Psychosomatic, Lobotomy, Saw: On Arrays.fill, Intrinsics, SuperWord and SIMD instructions

{This post turned rather long, if you get lazy feel free to skip to the summary}
Let's start at the very beginning, a very good place to start... My very first post on this blog was a short rant on intrinsics, and how they ain't what they seem. In that post I made the following statement:

"intrinsic functions show up as normal methods or native methods"

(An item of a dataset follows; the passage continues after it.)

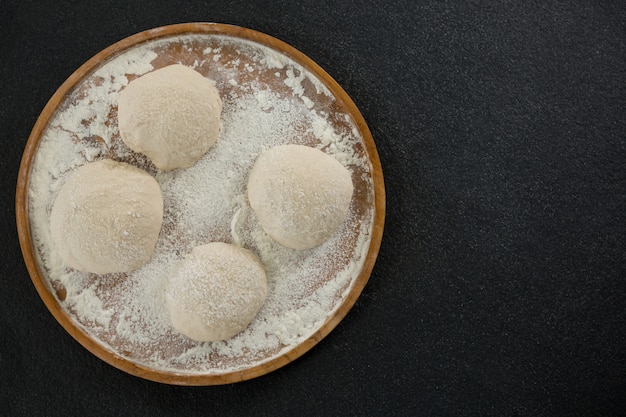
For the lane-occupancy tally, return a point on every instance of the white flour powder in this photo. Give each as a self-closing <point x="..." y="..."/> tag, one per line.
<point x="268" y="100"/>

Which is correct. An intrinsic function is applied as a method substitution. A method call will appear in the code and the compiler will replace it's apparent source-level implementation with a pre-cooked implementation. In some cases intrinsics are sort of compilation cheats, the idea being that some bits of functionality are both very important (i.e. worth while optimizing) and can benefit from a hand crafted solution that will be better than what the compiler can achieve. The end result can be in one of a few flavours:

Method call replaced with a call to a JVM runtime method: E.g. System.arrayCopy is replaced with a call to a method stub generated by the runtime for all array types. This method call is not a JNI call, but it is a static method call that is not inlined.
Method call replaced with one or more instructions inlined: E.g. Unsafe.getByte/compareAndSet/Math.max
Method call replaced with compiler IR implementation: E.g. java.lang.reflect.Array.getLength
A mix of the above: E.g. String.equals is partially implemented in IR, but the array comparison is a call to a method stub.

The intrinsics are all set up in vmSymbols.hpp and if you look, you'll see Arrays.fill is NOT on the list. So why am I talking about Chewbacca? Because it is something like an intrinsic...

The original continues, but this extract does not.